# Forcing a regen ??



## TonyC (Jan 16, 2019)

Looking for an aftermarket unit that will allow me to force a regen manually without having to deal with a dealership.


----------



## Rivergoer (Mar 30, 2017)

@Snipesy developed a BiScan app for Android which has the option to trigger manual regen. 

There’s a thread on this SOMEWHERE on CruzeTalk but with this new site software I can’t seem to locate it.

Perhaps someone can reply with the link.......?


----------



## MP81 (Jul 20, 2015)

I believe this was the original thread when he was developing it: https://www.cruzetalk.com/threads/torque-app-testers-wanted.184506/


----------



## MRO1791 (Sep 2, 2016)

TonyC said:


> Looking for an aftermarket unit that will allow me to force a regen manually without having to deal with a dealership.
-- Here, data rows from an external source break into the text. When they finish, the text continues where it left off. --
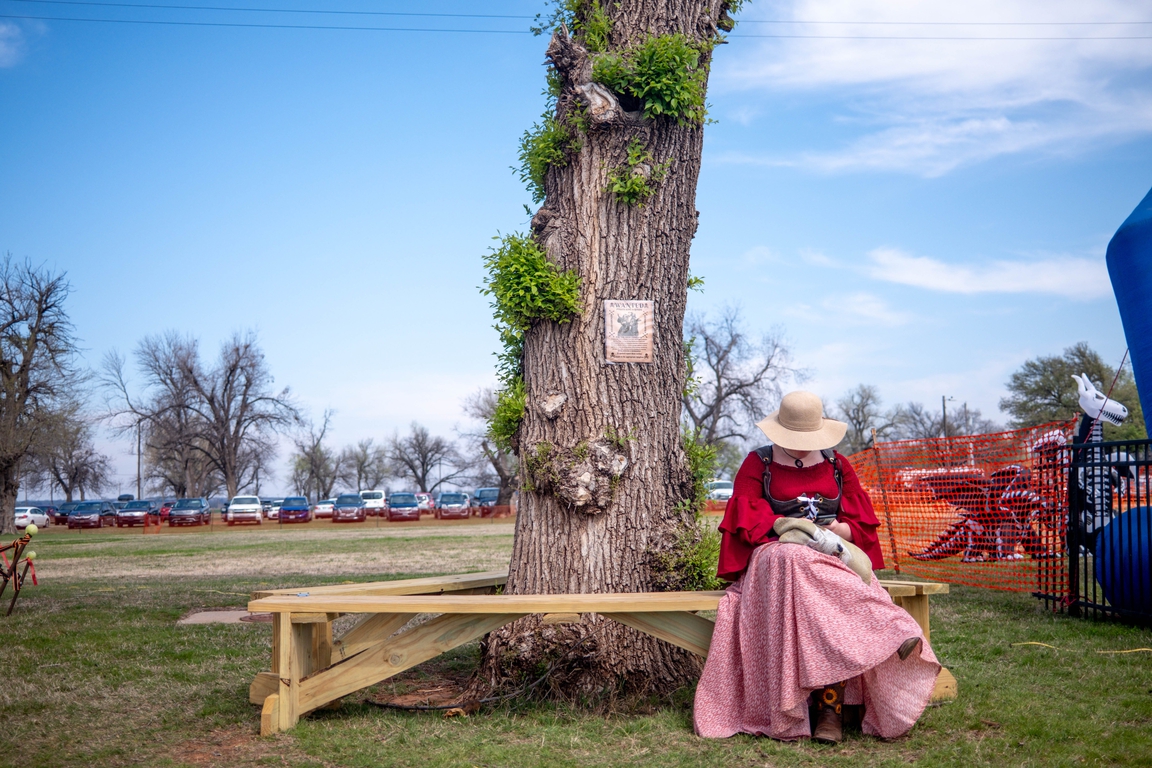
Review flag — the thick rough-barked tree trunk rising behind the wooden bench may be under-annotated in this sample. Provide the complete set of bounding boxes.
[480,0,723,695]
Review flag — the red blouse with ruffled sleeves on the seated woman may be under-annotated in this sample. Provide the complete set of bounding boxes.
[718,453,884,581]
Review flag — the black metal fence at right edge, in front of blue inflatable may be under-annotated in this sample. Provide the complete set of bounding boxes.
[1059,440,1152,624]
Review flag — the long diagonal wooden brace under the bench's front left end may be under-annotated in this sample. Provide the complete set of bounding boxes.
[297,614,524,723]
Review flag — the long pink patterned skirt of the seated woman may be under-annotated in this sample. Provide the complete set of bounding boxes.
[694,542,940,740]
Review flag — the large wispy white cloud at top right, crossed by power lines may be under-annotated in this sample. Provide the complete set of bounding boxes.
[713,0,1152,176]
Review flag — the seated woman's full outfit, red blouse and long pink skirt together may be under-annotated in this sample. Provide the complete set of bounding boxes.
[692,454,940,739]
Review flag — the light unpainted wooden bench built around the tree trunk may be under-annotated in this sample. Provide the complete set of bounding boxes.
[248,571,956,736]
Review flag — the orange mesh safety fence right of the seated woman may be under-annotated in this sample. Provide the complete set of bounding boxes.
[848,420,1076,596]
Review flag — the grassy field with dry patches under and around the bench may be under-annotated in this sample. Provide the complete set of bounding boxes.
[0,525,1152,768]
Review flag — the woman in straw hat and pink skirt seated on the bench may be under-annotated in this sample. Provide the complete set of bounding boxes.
[694,391,940,743]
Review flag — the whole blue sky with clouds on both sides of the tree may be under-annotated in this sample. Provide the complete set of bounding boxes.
[0,0,1152,486]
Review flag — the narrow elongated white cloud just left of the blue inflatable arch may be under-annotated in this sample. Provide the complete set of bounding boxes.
[867,248,1112,299]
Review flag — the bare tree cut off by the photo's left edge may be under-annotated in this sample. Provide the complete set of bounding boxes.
[0,254,77,534]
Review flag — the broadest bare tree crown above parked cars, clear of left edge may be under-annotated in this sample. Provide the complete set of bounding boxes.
[101,333,297,496]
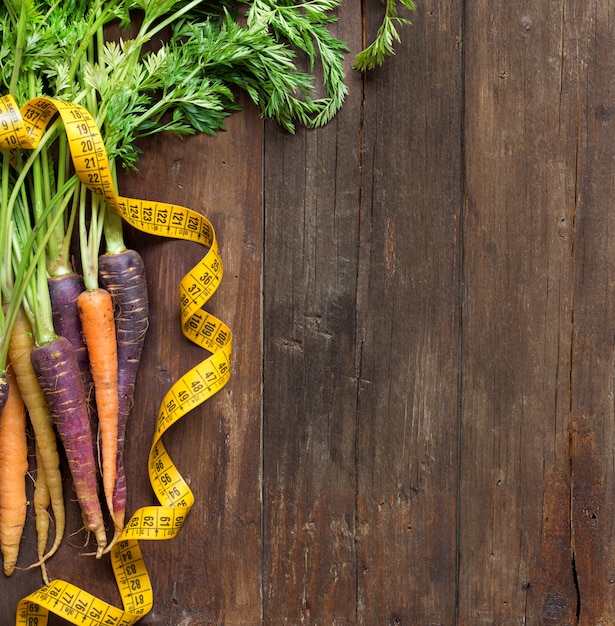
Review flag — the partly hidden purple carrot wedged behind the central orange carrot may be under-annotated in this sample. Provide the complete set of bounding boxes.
[48,273,96,416]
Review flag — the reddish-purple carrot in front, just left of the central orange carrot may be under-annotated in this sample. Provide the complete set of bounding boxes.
[30,337,107,557]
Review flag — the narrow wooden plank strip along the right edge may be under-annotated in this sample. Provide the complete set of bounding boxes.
[567,1,615,625]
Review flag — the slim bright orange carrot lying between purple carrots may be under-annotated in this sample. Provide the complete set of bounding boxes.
[77,289,121,536]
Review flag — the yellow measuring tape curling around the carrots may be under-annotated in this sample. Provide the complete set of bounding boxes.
[0,96,232,626]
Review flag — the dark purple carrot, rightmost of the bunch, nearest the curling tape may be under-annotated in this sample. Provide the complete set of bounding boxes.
[98,250,149,531]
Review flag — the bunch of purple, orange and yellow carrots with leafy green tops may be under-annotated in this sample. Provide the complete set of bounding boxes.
[0,0,412,580]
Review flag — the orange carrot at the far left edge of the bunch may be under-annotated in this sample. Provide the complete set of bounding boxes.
[0,358,28,576]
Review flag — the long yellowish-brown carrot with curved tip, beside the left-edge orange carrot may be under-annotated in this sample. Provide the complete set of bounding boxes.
[9,309,66,558]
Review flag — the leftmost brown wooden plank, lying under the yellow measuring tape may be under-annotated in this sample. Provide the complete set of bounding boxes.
[0,100,262,626]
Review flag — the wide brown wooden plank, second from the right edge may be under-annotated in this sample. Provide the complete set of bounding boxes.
[458,1,577,626]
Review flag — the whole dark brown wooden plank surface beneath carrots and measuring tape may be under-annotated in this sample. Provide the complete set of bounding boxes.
[0,0,615,626]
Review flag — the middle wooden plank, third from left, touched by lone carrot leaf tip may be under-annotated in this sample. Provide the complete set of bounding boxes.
[356,3,463,626]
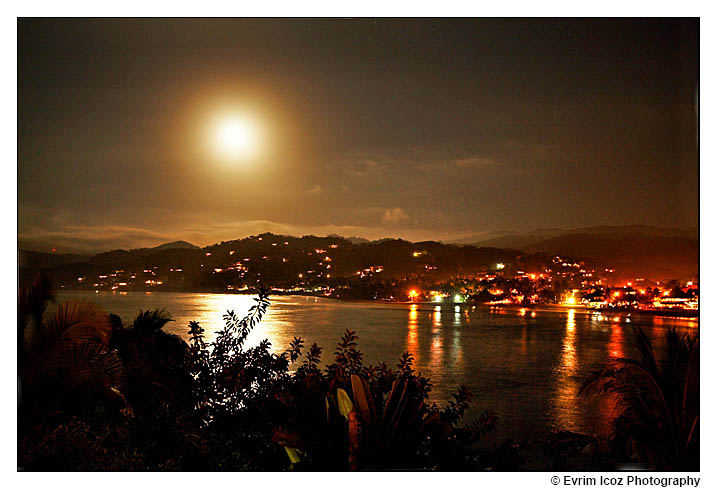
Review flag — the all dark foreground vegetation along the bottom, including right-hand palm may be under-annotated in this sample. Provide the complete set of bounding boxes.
[17,277,699,471]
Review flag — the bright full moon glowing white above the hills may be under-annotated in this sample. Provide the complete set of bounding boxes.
[211,115,258,161]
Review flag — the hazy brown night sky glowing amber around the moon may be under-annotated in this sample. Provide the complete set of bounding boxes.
[18,19,699,251]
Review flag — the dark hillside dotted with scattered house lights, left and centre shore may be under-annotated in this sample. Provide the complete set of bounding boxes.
[19,233,524,291]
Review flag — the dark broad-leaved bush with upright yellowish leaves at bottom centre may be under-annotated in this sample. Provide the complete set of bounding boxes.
[274,330,497,469]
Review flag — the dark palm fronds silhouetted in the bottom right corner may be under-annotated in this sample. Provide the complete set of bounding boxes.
[582,327,700,471]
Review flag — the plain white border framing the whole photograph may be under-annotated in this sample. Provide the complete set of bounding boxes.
[7,4,718,490]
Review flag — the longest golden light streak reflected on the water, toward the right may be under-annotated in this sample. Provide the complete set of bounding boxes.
[552,309,580,431]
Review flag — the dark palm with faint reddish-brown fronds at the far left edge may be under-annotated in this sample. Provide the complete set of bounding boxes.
[18,276,126,468]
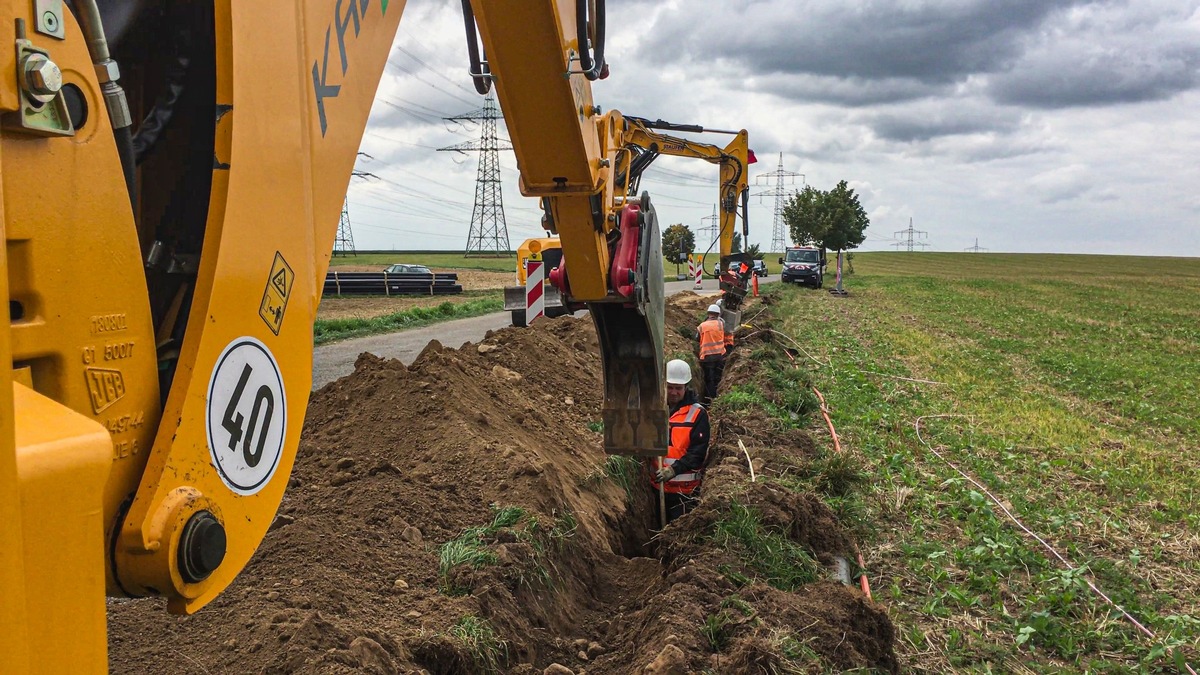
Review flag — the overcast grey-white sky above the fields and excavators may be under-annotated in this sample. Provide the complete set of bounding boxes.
[349,0,1200,256]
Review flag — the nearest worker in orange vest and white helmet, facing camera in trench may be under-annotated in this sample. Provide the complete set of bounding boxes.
[650,359,709,522]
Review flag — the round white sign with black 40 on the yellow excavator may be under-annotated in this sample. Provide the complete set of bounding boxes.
[206,336,288,495]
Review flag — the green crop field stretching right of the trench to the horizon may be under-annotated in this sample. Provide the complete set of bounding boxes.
[770,253,1200,673]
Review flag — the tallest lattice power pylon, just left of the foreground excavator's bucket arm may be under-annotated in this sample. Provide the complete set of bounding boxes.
[438,95,512,256]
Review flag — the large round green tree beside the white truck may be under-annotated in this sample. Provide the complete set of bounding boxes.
[784,180,871,251]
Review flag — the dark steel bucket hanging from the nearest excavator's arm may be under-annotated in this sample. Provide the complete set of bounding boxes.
[588,195,670,456]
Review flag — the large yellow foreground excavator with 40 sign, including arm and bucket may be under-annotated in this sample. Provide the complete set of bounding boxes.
[0,0,667,673]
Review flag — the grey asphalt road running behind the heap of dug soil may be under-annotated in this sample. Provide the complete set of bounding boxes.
[312,274,779,389]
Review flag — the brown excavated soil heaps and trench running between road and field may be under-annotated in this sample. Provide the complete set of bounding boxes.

I have the Torque App, about $5 on Google play. An adapter is about $50 tops for a good one, and the Bi-Scan for GM app is also on the Google Play store (developed by Snipesy, on this forum), I think it's going for about $30, but I can't see as I'm one of the Beta testers that got it free. It's an awesome app and will do many things including force a normal regen, and a Service Regen. I did the testing to verify these functions worked, and they do. I highly recommend this app.


----------